Athletics Weekly is under new ownership.

The magazine, founded in 1945, has been bought from Descartes Publishing by a company run by Richard Hughes, a former executive with the First Artists Corporation sports management company, where the branding and marketing expert worked alongside chief executive Jon Smith as group managing director until 2008.

No purchase price for Athletics Weekly has been disclosed.

“After 11 years of publishing AW, the directors of Descartes feel it is time to pass on the reins,” Matthew Fraser-Moat, Descartes’ MD, said in a statement.

It is believed that the Oxbridge-educated Fraser-Moat, a jogging enthusiast who had no background in publishing before he led the takeover of Athletics Weekly from EMAP’s Peterborough-based magazine business in 1999, has been keen to devote more time to his family’s other businesses.

The new, Surrey-based proprietors, Athletics Weekly Ltd, are only the title’s fourth owners in its 65-year history.

The original, monthly Athletics magazine covered the 1948 London Olympics and recorded Roger Bannister’s first four-minute mile, as well as every other great moment in track and field history since the Second World War. It hit a circulation peak in the early 1980s running boom, during the Coe-Ovett era, selling 28,000 copies each week, including a 10,000-strong subscription base. Into the 1990s, the magazine was still selling 20,000 copies each week, despite the arrival of a rival title, Athletics Today.

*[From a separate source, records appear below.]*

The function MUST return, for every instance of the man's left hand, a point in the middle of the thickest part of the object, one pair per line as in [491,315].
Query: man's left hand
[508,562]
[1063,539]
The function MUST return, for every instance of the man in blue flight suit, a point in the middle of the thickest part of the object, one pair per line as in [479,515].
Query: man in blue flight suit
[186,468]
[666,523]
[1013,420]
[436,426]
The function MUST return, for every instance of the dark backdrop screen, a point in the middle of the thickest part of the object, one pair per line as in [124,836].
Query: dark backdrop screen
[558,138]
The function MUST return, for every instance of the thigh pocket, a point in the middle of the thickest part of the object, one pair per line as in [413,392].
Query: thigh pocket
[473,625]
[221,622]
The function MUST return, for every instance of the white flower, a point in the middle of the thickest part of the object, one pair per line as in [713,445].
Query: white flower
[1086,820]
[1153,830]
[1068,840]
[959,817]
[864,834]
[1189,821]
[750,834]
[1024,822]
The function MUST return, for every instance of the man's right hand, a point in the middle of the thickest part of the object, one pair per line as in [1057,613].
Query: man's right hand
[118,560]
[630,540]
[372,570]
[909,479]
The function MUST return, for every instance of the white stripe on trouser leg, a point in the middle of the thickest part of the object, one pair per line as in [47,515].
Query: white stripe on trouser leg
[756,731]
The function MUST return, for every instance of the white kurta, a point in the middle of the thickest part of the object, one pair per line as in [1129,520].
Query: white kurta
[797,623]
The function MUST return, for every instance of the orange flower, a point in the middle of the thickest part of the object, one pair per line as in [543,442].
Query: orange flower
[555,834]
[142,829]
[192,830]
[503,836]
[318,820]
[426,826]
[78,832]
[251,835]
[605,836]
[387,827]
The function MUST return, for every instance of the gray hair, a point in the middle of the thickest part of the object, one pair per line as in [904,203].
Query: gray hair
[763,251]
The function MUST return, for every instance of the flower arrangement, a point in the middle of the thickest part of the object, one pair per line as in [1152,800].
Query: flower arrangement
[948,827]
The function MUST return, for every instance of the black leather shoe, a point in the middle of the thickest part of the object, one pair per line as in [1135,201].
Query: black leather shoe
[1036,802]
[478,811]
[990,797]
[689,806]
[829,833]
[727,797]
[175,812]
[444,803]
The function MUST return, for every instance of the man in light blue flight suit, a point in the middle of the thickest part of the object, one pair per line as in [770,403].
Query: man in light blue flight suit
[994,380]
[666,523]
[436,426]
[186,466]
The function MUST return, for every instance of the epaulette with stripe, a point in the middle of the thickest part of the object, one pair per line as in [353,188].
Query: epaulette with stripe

But in the past decade, AW has faced steadily declining readership and has struggled most recently in the depths of the recession in the advertising market. Under Descartes, AW has not had an independently audited circulation for some time and according to insiders, in recent years its sale has dwindled to less than 6,000.

The new owners, however, have refused to be drawn on the magazine’s exact sales figures. Indeed, in the statement announcing the purchase, Hughes said, “I wish to thank Matthew for his safe stewardship of this iconic brand and for handing it over in such a robust and healthy condition. It will be a challenge to continue to provide such a high quality product.”

Hughes’s statement makes no secret that he will be looking at making online publishing an important revenue-driver for the business: with so many athletics event results now published on the web almost immediately each weekend, printed AW‘s old USP, with a publication day of Thursday, has been overtaken by 21st century technology.

“The coming years offer an exciting range of communication routes and the company intends to deliver on many of these, building on the work already undertaken by AW with the digital editions, iPhone apps and iPad versions,” Hughes said.

“I am very excited about AW’s future and working with all those involved in its production, while at the same time continuing to develop AW as the world’s leading weekly athletics publication at the heart of this sport.”

Hughes is also understood to want to build a sports publishing business, and sources suggest he will be looking at acquiring existing titles in sports such as road running, cycling and triathlon. There are no immediate plans to move the titles from Peterborough, where it has been based since 1988, nor to change the editorial team, where Jason Henderson has been editor since 2001.

Although they are not known to have much background in publishing or athletics, the magazine’s new executives are already well-connected within the sport. The new company’s chairman, Eric Anstee, is a long-time City acquaintance of Ed Warner, the chairman of UK Athletics, the sport’s national governing body.

Declaration: The author of this report, Steven Downes, was editor of Athletics Weekly from 1989-1991.